Горькая судьба исчезновения постигала не только варварские племена. Около сорока лет назад археологи раскопали в провинции Шаньдун остатки городских стен столицы маленького государства Тань. Это государство существовало еще до Западной Чжоу и сохранилось вплоть до периода Весен н Осеней. Правители его были связаны брачными узами с правящий домом большого и могущественного государства Ци. Но в 684 г. до н. э. циская армия стерла Тань с лица земли. Причиной тому послужила "непочтительность" таньского цзы к цискому хоу.
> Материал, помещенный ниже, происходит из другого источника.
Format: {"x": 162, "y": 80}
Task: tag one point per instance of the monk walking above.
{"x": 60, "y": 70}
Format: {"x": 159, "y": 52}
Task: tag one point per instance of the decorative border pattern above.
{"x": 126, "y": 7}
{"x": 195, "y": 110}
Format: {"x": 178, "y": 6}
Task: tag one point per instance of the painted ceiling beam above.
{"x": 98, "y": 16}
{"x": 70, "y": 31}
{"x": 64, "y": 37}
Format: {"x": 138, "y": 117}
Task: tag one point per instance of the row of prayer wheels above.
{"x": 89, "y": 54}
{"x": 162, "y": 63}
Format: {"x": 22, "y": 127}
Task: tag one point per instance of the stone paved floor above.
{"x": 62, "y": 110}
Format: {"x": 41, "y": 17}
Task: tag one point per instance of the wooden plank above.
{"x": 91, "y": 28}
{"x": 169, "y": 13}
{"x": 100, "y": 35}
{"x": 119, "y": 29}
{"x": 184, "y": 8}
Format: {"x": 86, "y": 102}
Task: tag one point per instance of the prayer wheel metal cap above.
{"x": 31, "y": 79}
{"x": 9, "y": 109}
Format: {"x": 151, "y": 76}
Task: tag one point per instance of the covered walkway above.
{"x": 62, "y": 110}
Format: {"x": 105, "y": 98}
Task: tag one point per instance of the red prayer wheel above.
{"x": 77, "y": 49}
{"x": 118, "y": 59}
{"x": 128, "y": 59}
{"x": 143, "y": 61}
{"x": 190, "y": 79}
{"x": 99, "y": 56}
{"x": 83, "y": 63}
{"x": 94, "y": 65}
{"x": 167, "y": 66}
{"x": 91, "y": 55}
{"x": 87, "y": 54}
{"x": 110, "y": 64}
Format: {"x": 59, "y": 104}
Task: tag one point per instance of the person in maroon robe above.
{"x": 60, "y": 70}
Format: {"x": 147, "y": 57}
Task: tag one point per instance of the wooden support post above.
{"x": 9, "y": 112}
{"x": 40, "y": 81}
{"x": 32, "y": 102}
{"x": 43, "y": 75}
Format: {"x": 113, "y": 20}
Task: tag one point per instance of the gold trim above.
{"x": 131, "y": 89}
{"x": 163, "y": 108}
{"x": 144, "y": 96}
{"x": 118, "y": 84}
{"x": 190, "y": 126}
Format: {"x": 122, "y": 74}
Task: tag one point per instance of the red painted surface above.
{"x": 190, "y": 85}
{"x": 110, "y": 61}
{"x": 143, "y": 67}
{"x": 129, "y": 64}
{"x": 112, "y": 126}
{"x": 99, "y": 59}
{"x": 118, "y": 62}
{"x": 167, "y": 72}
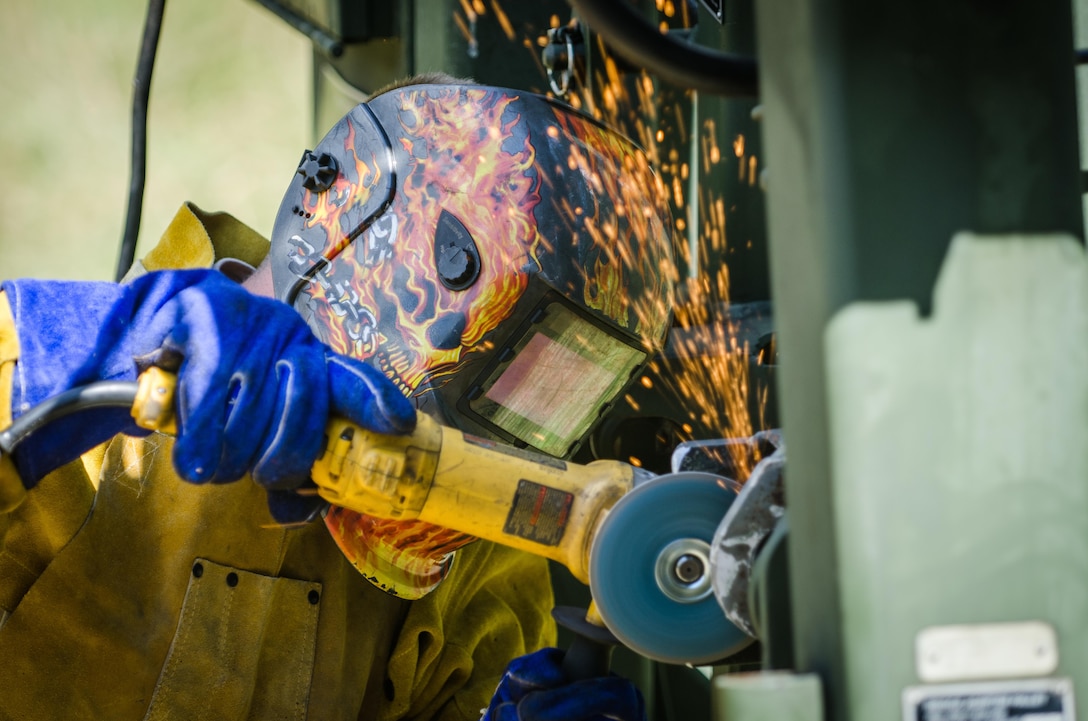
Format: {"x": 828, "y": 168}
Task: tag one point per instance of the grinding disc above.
{"x": 659, "y": 527}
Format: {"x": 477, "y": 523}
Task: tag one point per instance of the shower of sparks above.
{"x": 707, "y": 370}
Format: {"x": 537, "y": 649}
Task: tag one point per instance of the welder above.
{"x": 446, "y": 248}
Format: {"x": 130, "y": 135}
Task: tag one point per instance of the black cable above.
{"x": 141, "y": 90}
{"x": 115, "y": 394}
{"x": 680, "y": 63}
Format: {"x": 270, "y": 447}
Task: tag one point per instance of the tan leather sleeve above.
{"x": 457, "y": 641}
{"x": 11, "y": 486}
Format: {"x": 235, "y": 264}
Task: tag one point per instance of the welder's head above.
{"x": 501, "y": 257}
{"x": 504, "y": 259}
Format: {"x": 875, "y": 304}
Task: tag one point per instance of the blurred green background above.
{"x": 230, "y": 115}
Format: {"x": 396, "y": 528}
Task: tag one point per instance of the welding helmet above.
{"x": 503, "y": 258}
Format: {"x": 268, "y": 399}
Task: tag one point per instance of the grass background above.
{"x": 230, "y": 115}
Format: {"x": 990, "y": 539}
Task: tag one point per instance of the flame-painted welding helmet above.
{"x": 504, "y": 259}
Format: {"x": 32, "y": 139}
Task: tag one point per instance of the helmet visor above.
{"x": 549, "y": 386}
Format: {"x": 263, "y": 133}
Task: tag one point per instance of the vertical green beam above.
{"x": 889, "y": 127}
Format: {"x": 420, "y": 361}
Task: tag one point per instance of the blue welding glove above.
{"x": 255, "y": 387}
{"x": 534, "y": 688}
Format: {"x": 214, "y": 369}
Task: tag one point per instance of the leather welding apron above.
{"x": 172, "y": 603}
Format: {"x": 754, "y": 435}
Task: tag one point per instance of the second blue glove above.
{"x": 534, "y": 688}
{"x": 255, "y": 387}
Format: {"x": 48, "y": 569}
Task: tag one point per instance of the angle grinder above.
{"x": 642, "y": 543}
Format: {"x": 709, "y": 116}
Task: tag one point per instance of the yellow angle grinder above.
{"x": 640, "y": 541}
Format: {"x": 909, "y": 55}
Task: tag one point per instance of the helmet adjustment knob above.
{"x": 318, "y": 171}
{"x": 457, "y": 258}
Указывать причины уничтожения того или иного китайского государства считалось правилом хорошего тона. Что же касается истребления варварских племен, то это, в некоторых по крайней мере случаях, вызывало не только восхищение, но и глубокое моральное одобрение. Поводы для этого были, ибо варварские племена нередко совершали набеги и разбои, доставлявшие срединным государствам столько бед. Последним, в конечном счете, и оправдывали всевозможные обманы и предательства во вэаимоотношениях с ними.
В войне с китайцами считалось должным (хотя принцип этот нередко нарушался) не нападать не неподготовившегося к атаке противника, но в борьбе с варварами подобных правил если и придерживались, то очень редко. Для того чтобы победить, а иногда и полностью истребить то или иное племя, на него не только нападали тогда, когда оно менее всего этого ожидало, но и использовали всевозможные "хитрости". Однажды государство Цзинь отправило к реке Лэ чиновников в сопровождении конвоя с тем, чтобы совершить жертвоприношения реке. Стоявшее неподалеку племя жунов сохраняло полную безмятежность, пока цзиньская армия не обрушилась на них. Вождь племени бежал, а большая его часть попала в плен; один из чиновников чжоуского вана предвидел такой поворот событий и тоже расположил поблизости воинов, так что своя доля пленных досталась и правителю Чжоу. Через несколько лет группа людей, одетых, как торговцы рисом, остановилась на отдых перед воротами главного города одного из племен белых ди. Внезапно они раскрыли мешки, которые несли, выхватили оружие и взяли город. Как оказалось, это были воины царства Цзинь. Правителя увели в плен, а земли отдали в управление цзиньскому сановнику. В 590 г. до н. э. чжоуский ван заключил договор о мире с жунами. Но сразу же после этого его брат, рассчитывая на то, что жуны будут чувствовать себя в безопасности, повел армию в поход против одного из жунских племен. Но на этот раз он просчитался — жуны одержали верх
В противоборстве с варварами китайцы опирались не только на военную силу; порой перевес был вовсе не на стороне последних. Зная о поистине беспредельной доверчивости и простодушии своих противников, они прибегали и к хитрости, и к откровенному вероломству. Конечно, далеко не все варвары были столь уж наивными, но китайцы в целом обладали более высокой культурой, что и сыграло главную роль в окончательной китаизации варваров.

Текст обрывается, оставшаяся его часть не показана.